Common raster data file formats utilized in GIS:

ADRG - National Geospatial-Intelligence Agency (NGA)'s ARC Digitized Raster Graphics

BIL - Band Interleaved by Line (image format linked with satellite derived imagery)

CADRG - National Geospatial-Intelligence Agency (NGA)'s Compressed ARC Digitised Raster Graphics (nominal compression of 55:1 over ADRG)

CIB - National Geospatial-Intelligence Agency (NGA)'s Controlled Image Base (type of Raster Product Format)

Digital raster graphic (DRG) - digital scan of a paper USGS topographic map

ECRG - National Geospatial-Intelligence Agency (NGA)'s Enhanced Compressed ARC Raster Graphics (Better resolution than CADRG and no color loss)

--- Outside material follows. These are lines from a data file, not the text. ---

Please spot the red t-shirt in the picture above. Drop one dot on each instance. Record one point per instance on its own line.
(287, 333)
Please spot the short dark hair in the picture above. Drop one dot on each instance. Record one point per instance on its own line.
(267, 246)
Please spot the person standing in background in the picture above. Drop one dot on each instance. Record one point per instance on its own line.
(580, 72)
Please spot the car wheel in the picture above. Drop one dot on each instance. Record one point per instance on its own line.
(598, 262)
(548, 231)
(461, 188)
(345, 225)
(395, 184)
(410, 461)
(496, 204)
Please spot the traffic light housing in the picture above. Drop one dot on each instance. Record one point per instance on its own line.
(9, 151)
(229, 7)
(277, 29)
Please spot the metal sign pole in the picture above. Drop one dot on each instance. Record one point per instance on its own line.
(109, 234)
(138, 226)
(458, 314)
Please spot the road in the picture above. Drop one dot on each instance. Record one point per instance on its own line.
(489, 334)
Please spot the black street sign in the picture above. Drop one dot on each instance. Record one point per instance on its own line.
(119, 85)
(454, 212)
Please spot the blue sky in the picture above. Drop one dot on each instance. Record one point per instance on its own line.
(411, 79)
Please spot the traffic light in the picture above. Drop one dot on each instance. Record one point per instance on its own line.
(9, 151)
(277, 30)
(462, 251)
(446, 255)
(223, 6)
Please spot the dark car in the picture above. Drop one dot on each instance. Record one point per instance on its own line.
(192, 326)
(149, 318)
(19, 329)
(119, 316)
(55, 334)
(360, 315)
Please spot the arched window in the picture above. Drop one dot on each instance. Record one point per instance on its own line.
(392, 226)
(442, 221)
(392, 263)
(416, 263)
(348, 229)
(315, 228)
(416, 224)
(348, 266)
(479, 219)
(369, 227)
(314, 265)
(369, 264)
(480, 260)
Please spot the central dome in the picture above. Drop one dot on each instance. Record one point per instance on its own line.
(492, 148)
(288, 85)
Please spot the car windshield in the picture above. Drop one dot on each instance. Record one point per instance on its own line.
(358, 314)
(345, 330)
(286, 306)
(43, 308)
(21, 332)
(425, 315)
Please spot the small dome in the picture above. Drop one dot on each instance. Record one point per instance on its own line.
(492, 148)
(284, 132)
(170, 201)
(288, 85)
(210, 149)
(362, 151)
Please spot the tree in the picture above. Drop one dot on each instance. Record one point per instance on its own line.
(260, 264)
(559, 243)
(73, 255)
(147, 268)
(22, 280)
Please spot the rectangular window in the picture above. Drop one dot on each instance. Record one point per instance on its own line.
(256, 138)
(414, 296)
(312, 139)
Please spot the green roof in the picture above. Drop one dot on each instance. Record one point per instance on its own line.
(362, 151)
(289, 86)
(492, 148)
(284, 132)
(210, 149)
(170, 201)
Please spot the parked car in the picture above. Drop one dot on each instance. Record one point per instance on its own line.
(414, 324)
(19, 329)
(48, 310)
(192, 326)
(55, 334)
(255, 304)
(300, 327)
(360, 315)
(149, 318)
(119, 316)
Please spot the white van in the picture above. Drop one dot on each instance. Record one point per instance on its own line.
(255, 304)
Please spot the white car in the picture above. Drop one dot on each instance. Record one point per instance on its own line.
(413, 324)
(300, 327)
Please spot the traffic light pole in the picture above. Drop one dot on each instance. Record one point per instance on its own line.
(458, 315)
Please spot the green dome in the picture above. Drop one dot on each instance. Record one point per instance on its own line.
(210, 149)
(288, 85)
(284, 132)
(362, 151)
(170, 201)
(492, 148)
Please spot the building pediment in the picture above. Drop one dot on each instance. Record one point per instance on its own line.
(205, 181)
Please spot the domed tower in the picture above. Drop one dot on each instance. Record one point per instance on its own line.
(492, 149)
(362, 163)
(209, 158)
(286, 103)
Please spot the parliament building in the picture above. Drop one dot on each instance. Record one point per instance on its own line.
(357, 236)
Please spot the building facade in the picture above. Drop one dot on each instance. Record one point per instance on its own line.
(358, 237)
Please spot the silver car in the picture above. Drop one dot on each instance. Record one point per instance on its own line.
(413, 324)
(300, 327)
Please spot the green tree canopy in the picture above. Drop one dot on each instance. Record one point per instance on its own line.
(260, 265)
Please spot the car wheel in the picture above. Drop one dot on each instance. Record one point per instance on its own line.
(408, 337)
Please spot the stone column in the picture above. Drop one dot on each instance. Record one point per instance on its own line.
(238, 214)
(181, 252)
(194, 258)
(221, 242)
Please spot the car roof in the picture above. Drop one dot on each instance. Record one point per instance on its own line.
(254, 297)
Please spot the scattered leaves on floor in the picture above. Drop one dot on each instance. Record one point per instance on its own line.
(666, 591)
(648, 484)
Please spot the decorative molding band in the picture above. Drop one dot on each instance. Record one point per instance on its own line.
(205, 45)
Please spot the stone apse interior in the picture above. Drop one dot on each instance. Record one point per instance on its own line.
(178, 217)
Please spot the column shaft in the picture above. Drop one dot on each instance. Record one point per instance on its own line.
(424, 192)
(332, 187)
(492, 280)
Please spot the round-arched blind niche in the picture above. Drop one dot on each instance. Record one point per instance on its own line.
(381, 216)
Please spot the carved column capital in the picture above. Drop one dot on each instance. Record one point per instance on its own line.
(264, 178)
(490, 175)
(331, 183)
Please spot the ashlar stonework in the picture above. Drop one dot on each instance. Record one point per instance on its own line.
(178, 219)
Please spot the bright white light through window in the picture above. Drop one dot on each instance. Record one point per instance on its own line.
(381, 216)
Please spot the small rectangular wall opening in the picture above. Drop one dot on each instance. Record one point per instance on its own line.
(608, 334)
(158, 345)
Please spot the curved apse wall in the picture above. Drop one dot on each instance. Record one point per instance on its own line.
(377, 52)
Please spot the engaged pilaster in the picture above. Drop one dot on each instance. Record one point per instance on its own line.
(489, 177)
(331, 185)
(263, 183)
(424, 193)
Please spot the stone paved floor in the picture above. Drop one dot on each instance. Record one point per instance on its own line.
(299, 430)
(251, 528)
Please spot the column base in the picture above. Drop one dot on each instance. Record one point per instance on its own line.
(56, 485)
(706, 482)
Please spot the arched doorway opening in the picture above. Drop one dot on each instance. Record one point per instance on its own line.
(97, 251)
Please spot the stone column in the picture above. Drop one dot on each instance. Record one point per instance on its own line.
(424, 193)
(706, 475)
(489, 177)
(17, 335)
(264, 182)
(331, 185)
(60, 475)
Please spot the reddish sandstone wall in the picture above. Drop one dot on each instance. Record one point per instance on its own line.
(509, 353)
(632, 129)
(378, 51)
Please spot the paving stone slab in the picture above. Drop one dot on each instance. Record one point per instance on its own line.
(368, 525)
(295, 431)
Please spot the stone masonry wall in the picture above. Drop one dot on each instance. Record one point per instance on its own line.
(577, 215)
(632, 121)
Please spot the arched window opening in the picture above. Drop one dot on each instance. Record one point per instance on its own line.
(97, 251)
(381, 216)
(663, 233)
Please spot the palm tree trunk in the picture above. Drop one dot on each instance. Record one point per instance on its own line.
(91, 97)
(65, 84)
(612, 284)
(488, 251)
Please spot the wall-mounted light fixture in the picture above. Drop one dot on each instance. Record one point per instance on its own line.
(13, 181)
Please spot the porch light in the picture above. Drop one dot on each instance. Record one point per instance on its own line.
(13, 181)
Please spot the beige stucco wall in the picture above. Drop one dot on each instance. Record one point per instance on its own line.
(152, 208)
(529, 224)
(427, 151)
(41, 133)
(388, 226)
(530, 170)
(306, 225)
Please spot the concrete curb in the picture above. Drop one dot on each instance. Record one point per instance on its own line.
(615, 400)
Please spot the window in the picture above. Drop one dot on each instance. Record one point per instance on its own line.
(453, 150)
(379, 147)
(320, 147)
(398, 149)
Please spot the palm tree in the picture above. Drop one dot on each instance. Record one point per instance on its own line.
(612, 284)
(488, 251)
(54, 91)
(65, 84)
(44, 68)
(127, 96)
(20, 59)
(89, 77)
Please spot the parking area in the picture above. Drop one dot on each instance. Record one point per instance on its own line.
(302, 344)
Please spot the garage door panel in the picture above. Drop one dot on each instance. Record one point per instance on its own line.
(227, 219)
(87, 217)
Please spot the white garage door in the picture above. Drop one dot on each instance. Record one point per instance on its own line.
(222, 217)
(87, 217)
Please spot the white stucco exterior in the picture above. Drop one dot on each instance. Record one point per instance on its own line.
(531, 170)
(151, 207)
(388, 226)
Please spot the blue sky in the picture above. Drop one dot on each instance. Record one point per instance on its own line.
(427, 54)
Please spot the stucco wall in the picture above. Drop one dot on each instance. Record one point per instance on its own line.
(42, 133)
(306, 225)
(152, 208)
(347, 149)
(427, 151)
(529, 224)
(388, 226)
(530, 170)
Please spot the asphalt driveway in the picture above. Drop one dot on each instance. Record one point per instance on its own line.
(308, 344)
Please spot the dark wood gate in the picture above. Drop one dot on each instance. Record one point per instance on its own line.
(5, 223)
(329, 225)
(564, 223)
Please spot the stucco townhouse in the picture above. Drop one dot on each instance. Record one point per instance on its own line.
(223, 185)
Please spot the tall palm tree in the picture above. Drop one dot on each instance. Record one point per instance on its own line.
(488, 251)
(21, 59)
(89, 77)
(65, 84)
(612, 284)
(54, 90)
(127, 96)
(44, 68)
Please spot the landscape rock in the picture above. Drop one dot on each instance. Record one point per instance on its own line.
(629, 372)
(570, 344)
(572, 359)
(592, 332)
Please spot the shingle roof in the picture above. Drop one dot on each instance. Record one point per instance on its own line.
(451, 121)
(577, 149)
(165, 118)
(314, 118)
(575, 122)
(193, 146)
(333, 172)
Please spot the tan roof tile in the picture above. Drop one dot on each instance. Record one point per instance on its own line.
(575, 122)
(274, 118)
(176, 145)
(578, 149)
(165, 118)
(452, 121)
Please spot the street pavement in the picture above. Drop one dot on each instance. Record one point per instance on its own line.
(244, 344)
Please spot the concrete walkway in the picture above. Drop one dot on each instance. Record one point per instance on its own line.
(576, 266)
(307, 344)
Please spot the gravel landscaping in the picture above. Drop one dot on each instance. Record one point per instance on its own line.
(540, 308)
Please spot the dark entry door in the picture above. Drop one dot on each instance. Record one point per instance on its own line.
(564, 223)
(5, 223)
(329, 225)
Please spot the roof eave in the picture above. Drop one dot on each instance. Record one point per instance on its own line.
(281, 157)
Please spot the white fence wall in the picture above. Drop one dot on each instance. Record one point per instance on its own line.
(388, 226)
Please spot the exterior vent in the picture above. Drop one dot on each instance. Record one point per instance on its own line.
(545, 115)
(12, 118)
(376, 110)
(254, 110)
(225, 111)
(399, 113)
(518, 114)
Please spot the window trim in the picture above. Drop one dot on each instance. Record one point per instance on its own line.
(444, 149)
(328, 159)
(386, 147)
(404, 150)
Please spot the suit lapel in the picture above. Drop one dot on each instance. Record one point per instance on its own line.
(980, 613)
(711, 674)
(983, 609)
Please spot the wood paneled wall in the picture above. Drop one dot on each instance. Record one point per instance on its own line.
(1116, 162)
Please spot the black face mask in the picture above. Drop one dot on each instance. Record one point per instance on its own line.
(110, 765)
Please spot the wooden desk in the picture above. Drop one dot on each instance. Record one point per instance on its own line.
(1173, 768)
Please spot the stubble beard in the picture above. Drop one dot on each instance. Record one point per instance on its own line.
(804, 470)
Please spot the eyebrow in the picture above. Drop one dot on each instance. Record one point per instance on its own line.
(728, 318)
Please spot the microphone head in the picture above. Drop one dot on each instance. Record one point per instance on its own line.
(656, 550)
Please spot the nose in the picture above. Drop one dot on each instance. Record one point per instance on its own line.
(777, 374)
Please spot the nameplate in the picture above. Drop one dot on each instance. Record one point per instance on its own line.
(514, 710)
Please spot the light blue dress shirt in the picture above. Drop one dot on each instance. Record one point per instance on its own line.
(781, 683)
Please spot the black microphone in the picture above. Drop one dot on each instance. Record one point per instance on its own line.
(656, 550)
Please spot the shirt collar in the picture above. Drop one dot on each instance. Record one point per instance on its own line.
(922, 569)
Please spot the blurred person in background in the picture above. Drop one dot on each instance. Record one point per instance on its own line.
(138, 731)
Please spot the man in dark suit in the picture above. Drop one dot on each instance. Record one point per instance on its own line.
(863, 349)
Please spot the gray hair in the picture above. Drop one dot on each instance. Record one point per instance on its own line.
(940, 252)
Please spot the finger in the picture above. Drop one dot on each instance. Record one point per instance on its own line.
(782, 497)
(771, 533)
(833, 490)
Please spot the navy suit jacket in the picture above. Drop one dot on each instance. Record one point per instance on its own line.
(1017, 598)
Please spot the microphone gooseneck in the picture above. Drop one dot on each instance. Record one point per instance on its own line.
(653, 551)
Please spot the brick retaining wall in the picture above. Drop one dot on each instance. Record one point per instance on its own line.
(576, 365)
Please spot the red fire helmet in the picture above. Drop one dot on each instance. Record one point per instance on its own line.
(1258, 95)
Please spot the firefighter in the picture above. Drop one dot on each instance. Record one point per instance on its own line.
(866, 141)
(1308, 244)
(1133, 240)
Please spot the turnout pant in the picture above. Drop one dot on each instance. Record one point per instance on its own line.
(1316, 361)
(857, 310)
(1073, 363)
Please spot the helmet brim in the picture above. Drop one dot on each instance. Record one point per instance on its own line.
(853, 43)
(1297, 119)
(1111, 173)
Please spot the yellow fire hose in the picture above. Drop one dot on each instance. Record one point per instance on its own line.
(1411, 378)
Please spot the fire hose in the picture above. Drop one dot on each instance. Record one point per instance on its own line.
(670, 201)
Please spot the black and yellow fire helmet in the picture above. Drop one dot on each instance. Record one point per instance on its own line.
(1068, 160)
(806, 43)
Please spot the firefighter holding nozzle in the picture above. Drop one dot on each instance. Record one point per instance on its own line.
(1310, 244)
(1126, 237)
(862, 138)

ECW - Enhanced Compressed Wavelet (from ERDAS). A compressed wavelet format, often lossy.

ESRI GRID - proprietary binary and metadataless ASCII raster formats used by Esri

GeoTIFF - TIFF variant enriched with GIS relevant metadata

IMG - ERDAS IMAGINE image file format

JPEG2000 - Open-source raster format. A compressed format, allows both lossy and lossless compression.

MrSID - Multi-Resolution Seamless Image Database (by Lizardtech). A compressed wavelet format, allows both lossy and lossless compression.

netCDF-CF - netCDF file format with CF medata conventions for earth science data. Binary storage in open format with optional compression. Allows for direct web-access of subsets/aggregations of maps through OPeNDAP protocol.